More than 220,000 Oregonians not covered by employers or Medicare buy their own insurance policies in a market that has undergone a radical makeover under the Patient Protection and Affordable Care Act.

Obamacare bans insurers from discriminating against people with pre-existing medical conditions and levies a tax penalty against many of those who don’t have health coverage, while offering subsidies to those with incomes of 400 percent of federal poverty level or less.

About 130,000 Oregonians signed up through the federal website HealthCare.Gov, and of those 95,000 qualified tax credits to offset their premiums, averaging $250 a month.

Premiums for the 130,000 Oregonians who don’t receive subsidies have skyrocketed, however.

Since winning the election, Trump has said he favors preserving Obamacare’s guarantee that sick people can’t be denied coverage — triggering speculation that the changes to Obamacare may not be as widespread as advocates of the law feared.

What might the future hold? “We can’t answer that right now — it’s too early to tell what changes may be made,” said Lisa Morawski, a state spokeswoman.
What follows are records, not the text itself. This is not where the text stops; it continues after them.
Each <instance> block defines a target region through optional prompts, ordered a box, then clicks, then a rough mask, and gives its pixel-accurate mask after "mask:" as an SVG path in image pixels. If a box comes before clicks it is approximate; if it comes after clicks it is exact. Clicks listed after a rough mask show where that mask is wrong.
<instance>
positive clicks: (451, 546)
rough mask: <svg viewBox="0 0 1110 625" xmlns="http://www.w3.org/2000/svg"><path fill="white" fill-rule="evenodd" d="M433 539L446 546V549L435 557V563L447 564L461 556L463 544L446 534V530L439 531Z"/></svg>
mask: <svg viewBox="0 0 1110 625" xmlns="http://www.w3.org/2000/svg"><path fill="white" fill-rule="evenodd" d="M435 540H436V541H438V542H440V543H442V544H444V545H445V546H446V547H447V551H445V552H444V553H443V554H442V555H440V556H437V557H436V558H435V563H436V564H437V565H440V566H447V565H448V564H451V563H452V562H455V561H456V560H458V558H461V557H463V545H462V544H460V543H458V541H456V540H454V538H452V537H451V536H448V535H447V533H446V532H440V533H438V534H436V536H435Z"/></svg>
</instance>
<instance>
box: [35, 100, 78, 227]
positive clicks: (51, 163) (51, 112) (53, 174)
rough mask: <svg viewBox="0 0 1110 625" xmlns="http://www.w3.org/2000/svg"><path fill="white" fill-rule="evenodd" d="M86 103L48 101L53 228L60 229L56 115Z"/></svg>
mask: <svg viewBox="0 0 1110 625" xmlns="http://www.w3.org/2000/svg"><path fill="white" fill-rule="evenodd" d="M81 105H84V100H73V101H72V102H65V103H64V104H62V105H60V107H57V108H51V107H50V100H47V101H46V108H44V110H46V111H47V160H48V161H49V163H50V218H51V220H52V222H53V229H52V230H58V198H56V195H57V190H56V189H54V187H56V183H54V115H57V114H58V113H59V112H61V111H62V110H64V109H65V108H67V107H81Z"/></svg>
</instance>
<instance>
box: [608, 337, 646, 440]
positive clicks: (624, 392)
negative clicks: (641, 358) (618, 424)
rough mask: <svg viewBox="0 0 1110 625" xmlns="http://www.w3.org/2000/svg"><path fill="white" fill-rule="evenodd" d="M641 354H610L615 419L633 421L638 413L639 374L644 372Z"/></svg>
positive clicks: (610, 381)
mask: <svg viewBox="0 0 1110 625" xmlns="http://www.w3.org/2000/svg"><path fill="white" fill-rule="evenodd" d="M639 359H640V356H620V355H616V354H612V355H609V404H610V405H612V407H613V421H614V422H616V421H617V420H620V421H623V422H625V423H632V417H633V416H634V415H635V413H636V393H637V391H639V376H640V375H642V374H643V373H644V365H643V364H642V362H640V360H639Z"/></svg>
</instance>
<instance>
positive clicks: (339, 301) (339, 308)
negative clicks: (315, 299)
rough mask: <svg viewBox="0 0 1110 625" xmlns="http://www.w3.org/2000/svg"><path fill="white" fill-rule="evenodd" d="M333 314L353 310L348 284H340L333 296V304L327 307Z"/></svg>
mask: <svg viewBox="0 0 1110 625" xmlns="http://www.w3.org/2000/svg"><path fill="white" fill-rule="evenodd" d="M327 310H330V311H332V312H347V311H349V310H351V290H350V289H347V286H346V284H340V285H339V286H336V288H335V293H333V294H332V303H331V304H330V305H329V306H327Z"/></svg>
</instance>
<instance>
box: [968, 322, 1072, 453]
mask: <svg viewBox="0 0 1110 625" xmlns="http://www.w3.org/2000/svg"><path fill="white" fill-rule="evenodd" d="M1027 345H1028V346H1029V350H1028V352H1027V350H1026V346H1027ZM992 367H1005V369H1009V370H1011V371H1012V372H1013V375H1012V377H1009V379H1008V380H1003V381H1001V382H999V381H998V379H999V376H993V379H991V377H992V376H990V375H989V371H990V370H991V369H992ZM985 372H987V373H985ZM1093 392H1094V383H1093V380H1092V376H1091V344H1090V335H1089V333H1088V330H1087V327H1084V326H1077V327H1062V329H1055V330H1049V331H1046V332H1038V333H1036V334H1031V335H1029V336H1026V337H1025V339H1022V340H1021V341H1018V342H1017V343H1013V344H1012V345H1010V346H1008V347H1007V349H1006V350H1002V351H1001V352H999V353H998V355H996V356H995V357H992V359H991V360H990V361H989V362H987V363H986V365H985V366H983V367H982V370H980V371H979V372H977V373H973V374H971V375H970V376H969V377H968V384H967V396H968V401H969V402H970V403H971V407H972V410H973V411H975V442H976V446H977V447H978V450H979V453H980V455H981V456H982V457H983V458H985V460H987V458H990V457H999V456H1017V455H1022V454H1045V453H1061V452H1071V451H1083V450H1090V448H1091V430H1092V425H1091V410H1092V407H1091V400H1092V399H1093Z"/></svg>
Morawski says people should keep enrolling for 2017 private health insurance. Those who do are guaranteed no changes in terms for the coming year.

Medicare

More than 750,000 Oregonians receive benefits under Medicare, the health insurance program for people 65 and older.

Trump has vowed to preserve and modernize Medicare, but congressional Republican leaders want to and turn it over to private insurers.